I’m happy to say I have successfully and fully HEALED from my last relationship and I’m really glad that it happened. If he hadn’t taken me through so many experiences I would be as wise as I am today. The breakup is never fun during but afterwards during your learning and growing, is really magical.

My last relationship ended really bad and I was honestly hurting for so long. I knew in my heart I would be fine without him, actually better off but I didn’t want to face it. My ex taught me things like self-love, happiness, and I love myself, don’t be mislead but I did not love myself enough. When we met I was at a vulnerable place and willingly to accept the first good thing that came into my life. I looked for ways to build myself through him. I found things I was lacking and used him as a crutch to fill those voids. I was very unsure about myself at that time, and he was there to fix that.

I was going to a in-state college due to lack of scholarships which I was not happy with at all.

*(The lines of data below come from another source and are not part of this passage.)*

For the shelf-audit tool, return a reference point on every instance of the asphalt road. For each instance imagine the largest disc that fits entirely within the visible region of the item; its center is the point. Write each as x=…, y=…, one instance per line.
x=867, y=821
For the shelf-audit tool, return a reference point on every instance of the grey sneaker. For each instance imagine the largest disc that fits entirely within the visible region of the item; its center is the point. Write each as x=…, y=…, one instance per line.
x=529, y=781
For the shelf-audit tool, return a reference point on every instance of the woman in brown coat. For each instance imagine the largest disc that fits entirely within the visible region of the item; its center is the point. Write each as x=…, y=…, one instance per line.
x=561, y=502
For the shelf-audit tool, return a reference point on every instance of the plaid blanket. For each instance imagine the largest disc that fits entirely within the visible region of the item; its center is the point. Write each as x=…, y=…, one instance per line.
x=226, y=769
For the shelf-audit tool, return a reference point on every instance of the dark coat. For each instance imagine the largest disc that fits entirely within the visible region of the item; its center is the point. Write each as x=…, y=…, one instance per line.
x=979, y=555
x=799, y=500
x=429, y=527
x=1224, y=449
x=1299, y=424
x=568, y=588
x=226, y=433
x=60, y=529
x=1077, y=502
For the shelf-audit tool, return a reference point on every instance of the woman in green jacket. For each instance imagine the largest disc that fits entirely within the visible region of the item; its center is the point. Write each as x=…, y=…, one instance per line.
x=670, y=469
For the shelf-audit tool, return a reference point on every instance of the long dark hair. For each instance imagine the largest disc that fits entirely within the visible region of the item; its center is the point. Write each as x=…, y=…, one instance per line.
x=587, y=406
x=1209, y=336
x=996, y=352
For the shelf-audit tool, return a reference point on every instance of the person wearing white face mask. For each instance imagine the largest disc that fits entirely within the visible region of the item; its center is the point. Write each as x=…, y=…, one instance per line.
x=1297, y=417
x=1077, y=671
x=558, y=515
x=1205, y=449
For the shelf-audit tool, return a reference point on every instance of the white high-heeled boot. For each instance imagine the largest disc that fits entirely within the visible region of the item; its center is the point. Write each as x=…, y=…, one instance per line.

All my life I wanted to escape Baltimore but when the time came my plans fell through. Going to school in-state is not a big deal to most but I had to give up on all my dreams I’ve had my entire life. I felt like a failure. I honestly thought I would be stuck in the same place, physically and mentally forever. I met my ex shortly after my first semester in college and tried to suppress those unhappy, inadequate feelings. The closer we grew, the happier I tried to keep him so that he’d stay around to keep me happy. Eventually I became static and I didn’t want to risk our happiness for my own just to transfer to a different school. Ultimately, he wasn’t secure enough for a long distance relationship so that failed. Even though the relationship failed, I learned to always put happiness before the happiness of anyone else. I made the decision to leave because I knew I would feel better about myself and my future so that’s what I did.

Heartbreak builds character and forces us to set ourselves at a higher standard. When we go through a breakup we have two options, cry about it and become the other person or cry about it and become a better version of ourselves. Today, I hold myself to a higher standard. People I used to give my energy can’t even talk to me now. I don’t respond to them. I’m all about growth and really learning to love myself. I think people don’t really understand what that means. Like, we have to be our own biggest fan, love what you stand for, be all about you. I’ve become that and now others’ opinions of me don’t affect me. I’m becoming sure of my capabilities and I won’t let anyone influence or sway me from that.

I can’t remember for the life of me where I’ve heard it, but there’s a quote that goes a little like “You had me in the past but can you get near me now?” This speaks to me because yes, we may have been a perfect match in the past but I’ve leveled up now. Now, I’m untouchable and you will never be able to ruin this new peace I have found within myself. And that is why everyone needs to gets their heart broken. It took for me to get my heart broken to really find myself. I mean like figure out what things I love and what things I absolutely cannot tolerate. I think it really helps us discover the person we want to be and shows us the areas we’re lacking in, in order to reach that dream person.

Trust me, nothing is better than finding that inner peace. When we find that we can be ready to share it with that person who also has found theirs. This strengths our relationships because we are able to to enjoy the other person for what they have to offer rather than try to find answers to our own problems within them. I am actually working on the second stage of sharing my peace with someone else, so wish me luck on this journey.

(Sorry for the late post, I’m drowning in school work and I took some of my procrastination time to get this post up.)